Le vrai coût, en pratique, c’est souvent invisible : un visiteur qui cherche vos mentions légales avant de vous confier ses coordonnées, ne les trouve pas, et referme l’onglet. C’est la version silencieuse du problème — vous ne saurez jamais que ce client potentiel existait.

FAQ — RGPD et mentions légales pour artisans

Un auto-entrepreneur doit-il avoir des mentions légales sur son site ?

Oui, sans exception. Le statut de micro-entrepreneur ou d’entreprise individuelle ne dispense de rien : la LCEN s’applique à tout site professionnel, quelle que soit la taille de l’activité derrière.

Faut-il un DPO (délégué à la protection des données) pour un site d’artisan ?

Non. Le DPO n’est obligatoire que pour les organismes publics ou les entreprises qui traitent des données à grande échelle ou des données sensibles (santé, par exemple). Un artisan qui collecte des demandes de devis via un formulaire n’a aucune obligation de désigner un DPO.

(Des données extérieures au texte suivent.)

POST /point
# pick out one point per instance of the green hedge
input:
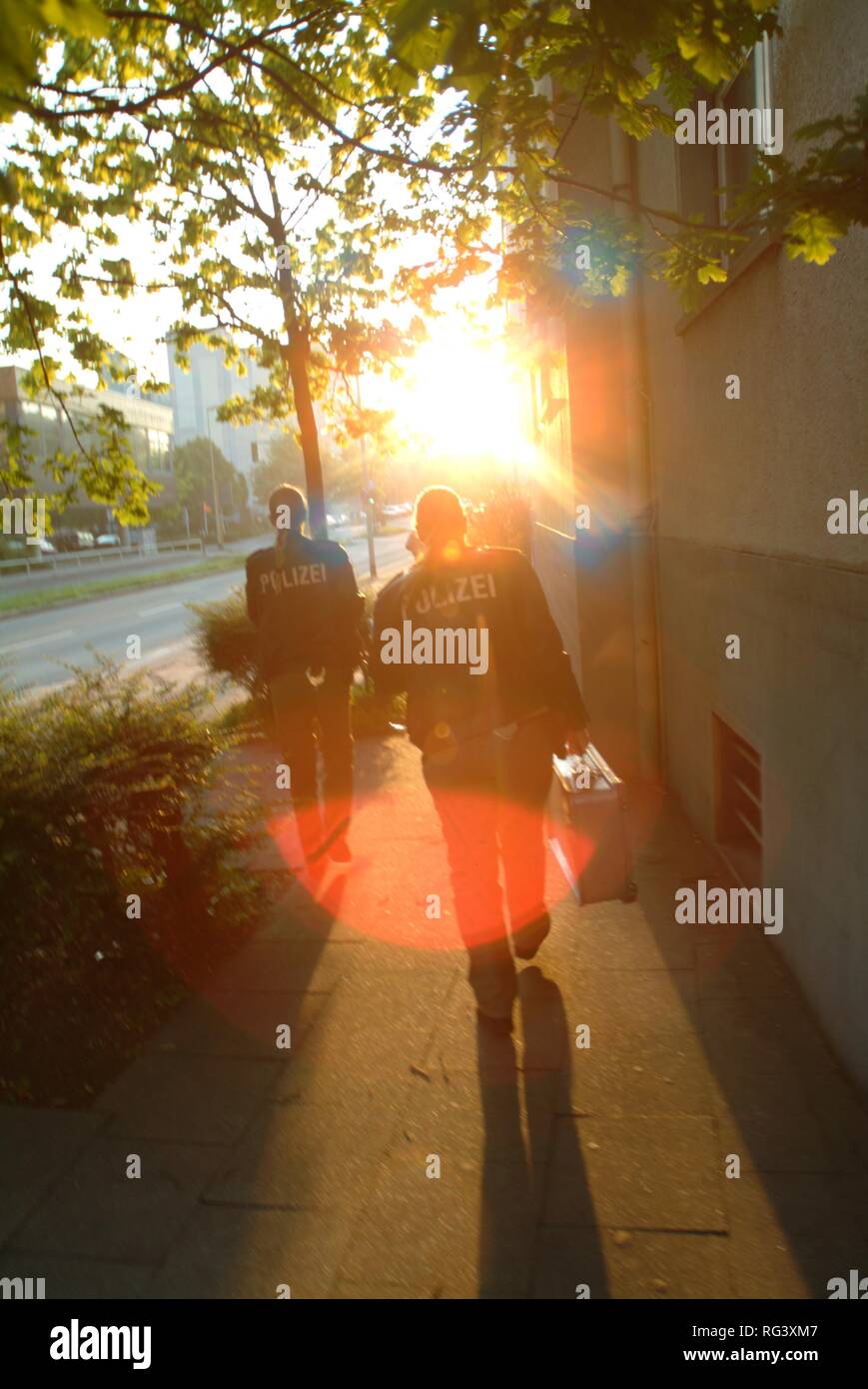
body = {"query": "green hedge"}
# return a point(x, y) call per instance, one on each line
point(227, 644)
point(104, 790)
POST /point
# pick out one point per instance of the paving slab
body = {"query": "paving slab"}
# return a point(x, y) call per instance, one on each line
point(250, 1254)
point(636, 1172)
point(643, 1264)
point(198, 1099)
point(790, 1234)
point(280, 965)
point(79, 1278)
point(302, 1156)
point(246, 1024)
point(102, 1213)
point(38, 1147)
point(466, 1234)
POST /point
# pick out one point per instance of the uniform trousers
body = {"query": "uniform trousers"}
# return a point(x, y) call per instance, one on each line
point(490, 794)
point(309, 716)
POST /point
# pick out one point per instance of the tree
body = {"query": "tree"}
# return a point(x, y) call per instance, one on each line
point(307, 170)
point(256, 145)
point(518, 77)
point(284, 462)
point(195, 487)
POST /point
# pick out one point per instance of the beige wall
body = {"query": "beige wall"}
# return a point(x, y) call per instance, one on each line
point(743, 545)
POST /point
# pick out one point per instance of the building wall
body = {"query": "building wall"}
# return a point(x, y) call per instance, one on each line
point(743, 545)
point(149, 431)
point(206, 385)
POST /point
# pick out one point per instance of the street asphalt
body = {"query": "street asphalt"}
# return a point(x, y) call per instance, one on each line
point(36, 648)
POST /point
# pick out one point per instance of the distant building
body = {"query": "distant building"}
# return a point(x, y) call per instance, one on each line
point(149, 431)
point(719, 626)
point(196, 394)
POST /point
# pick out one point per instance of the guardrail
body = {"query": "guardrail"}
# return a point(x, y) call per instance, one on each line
point(66, 559)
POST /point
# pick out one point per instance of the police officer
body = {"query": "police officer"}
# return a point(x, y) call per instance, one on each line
point(490, 694)
point(303, 601)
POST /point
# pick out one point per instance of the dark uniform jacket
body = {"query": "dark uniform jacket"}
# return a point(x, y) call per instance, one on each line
point(303, 601)
point(493, 591)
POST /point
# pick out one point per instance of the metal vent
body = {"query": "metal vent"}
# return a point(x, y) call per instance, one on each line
point(737, 801)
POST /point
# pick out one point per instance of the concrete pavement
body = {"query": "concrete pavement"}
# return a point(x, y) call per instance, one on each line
point(395, 1152)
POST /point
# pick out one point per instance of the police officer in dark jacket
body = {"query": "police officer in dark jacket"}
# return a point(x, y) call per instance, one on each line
point(490, 694)
point(303, 601)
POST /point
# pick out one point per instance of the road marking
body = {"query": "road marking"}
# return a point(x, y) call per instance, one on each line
point(161, 608)
point(32, 641)
point(164, 651)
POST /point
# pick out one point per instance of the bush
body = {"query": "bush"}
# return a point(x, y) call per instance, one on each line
point(103, 790)
point(110, 786)
point(504, 520)
point(227, 642)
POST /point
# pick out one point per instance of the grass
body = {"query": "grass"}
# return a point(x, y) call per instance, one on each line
point(99, 588)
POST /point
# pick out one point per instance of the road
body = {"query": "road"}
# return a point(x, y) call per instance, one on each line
point(36, 648)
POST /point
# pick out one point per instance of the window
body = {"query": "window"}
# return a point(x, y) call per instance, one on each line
point(159, 451)
point(710, 175)
point(737, 803)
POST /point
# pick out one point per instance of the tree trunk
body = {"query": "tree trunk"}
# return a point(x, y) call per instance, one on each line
point(298, 355)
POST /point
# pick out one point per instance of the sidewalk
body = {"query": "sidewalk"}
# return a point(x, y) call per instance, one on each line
point(558, 1167)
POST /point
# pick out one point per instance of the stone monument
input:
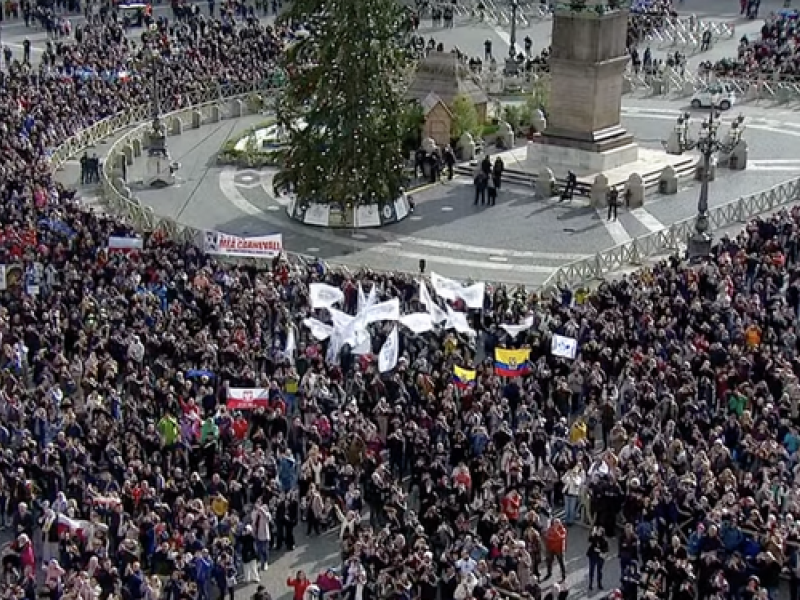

Mon site WordPress ou Wix génère-t-il automatiquement les mentions légales ?

Non, ou rarement correctement. Certains constructeurs de sites proposent un générateur automatique, mais il reprend des champs génériques qui manquent souvent votre SIRET exact ou le nom réel de votre hébergeur. Une maintenance régulière du site inclut normalement une vérification de ces informations, qui changent parfois sans que vous y pensiez — un changement d’hébergeur, par exemple.